Obama’s gun proposals assume a righteous government

A few weeks ago, President Obama aggressively promoted his gun control agenda. And he will likely speak on the issue in his State of the Union address.

To understand the actions contemplated by the President and his upcoming speech, one must understand his general philosophy about the constitution:

“Implicit in [the Constitution] structure, in the very idea of ordered liberty, was a rejection of absolute truth, the infallibility of any idea or ideology or theology or ‘ism,’ any tyrannical consistency that might lock future generations into a single, unalterable course…” The Audacity of Hope, p. 93

Given this mindset, it makes sense (and is predictable) that the president would initiate activities that would be contrary to the express powers of the federal government. Coupling this mindset with a misunderstanding of the purpose of the Second Amendment, it should not surprise anyone he wishes to ban “military-style assault weapons” and magazine capacities.

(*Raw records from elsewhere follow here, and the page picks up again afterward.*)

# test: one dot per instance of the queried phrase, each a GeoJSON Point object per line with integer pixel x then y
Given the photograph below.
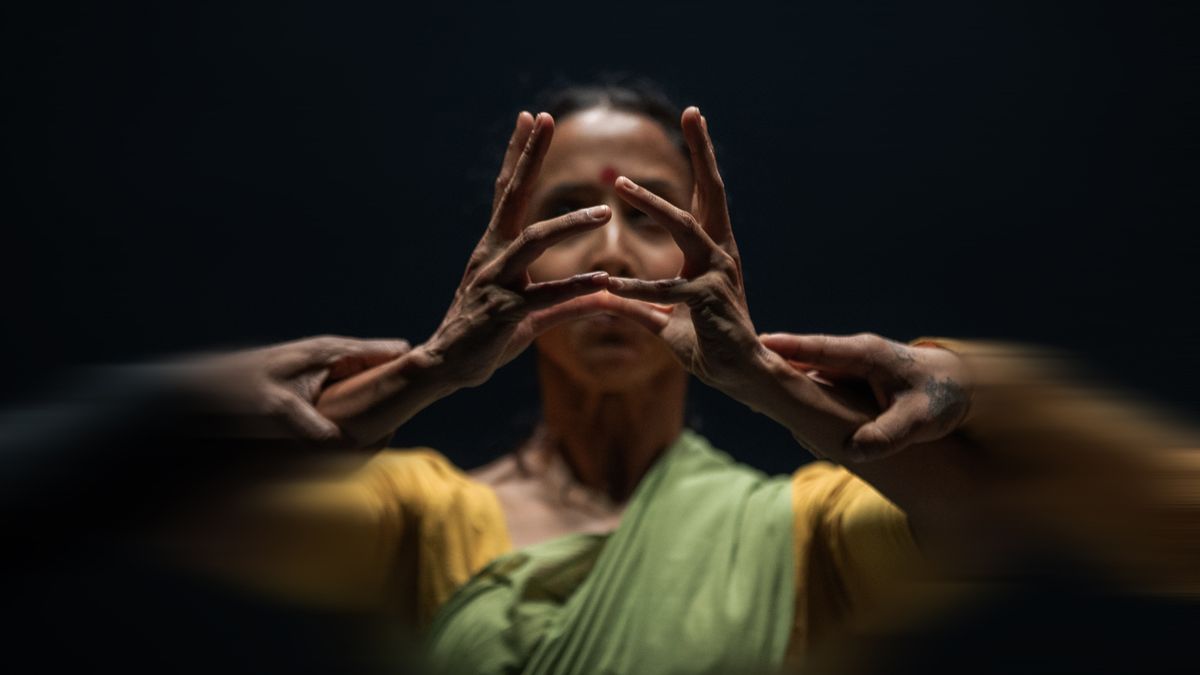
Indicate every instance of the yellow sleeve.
{"type": "Point", "coordinates": [853, 548]}
{"type": "Point", "coordinates": [397, 535]}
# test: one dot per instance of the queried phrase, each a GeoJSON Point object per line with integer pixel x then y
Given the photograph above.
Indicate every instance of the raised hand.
{"type": "Point", "coordinates": [923, 392]}
{"type": "Point", "coordinates": [709, 330]}
{"type": "Point", "coordinates": [497, 311]}
{"type": "Point", "coordinates": [270, 392]}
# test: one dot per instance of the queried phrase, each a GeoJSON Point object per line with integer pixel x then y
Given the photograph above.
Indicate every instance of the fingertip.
{"type": "Point", "coordinates": [599, 279]}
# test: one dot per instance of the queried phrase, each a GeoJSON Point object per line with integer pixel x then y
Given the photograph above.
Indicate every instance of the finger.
{"type": "Point", "coordinates": [327, 350]}
{"type": "Point", "coordinates": [648, 316]}
{"type": "Point", "coordinates": [709, 185]}
{"type": "Point", "coordinates": [547, 293]}
{"type": "Point", "coordinates": [891, 432]}
{"type": "Point", "coordinates": [511, 207]}
{"type": "Point", "coordinates": [303, 419]}
{"type": "Point", "coordinates": [516, 143]}
{"type": "Point", "coordinates": [665, 291]}
{"type": "Point", "coordinates": [696, 245]}
{"type": "Point", "coordinates": [367, 354]}
{"type": "Point", "coordinates": [537, 238]}
{"type": "Point", "coordinates": [846, 354]}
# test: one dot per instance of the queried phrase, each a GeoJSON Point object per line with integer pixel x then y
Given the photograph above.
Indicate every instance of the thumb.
{"type": "Point", "coordinates": [894, 430]}
{"type": "Point", "coordinates": [304, 422]}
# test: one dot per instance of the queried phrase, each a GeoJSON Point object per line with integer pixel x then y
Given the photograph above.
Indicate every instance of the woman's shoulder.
{"type": "Point", "coordinates": [424, 479]}
{"type": "Point", "coordinates": [822, 488]}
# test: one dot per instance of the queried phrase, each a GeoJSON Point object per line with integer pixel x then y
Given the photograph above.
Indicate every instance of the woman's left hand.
{"type": "Point", "coordinates": [923, 393]}
{"type": "Point", "coordinates": [709, 329]}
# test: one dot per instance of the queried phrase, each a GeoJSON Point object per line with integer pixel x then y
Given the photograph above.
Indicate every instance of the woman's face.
{"type": "Point", "coordinates": [591, 149]}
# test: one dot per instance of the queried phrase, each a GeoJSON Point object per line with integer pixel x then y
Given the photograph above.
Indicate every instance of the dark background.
{"type": "Point", "coordinates": [181, 177]}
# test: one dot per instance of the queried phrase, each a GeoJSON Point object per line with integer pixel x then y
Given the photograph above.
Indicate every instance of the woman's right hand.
{"type": "Point", "coordinates": [497, 311]}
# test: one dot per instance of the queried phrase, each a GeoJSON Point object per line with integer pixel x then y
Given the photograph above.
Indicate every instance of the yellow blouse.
{"type": "Point", "coordinates": [406, 530]}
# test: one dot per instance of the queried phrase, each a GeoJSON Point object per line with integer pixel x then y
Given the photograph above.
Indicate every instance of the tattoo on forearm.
{"type": "Point", "coordinates": [901, 352]}
{"type": "Point", "coordinates": [947, 400]}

Ironically, the reason he offered against these weapons is the very reason why high capacity, semi-automatic rifles are a must: “[it] has one purpose–to pump out as many bullets as possible, as quickly as possible.”

If humankind is inherently sinful; if governments are comprised of such people; and if history consistently demonstrates the abuses of government power, then having the right to protect yourself from the government is most reasonable.

But if one believes that government, or at least those currently running the government, are righteous and not inclined to evil, then such protection is most unreasonable.

Self-defense is not only a watchword for those fearful of potential harm by common criminals, but the proper mindset of any who fear the greater potential harm by common governments.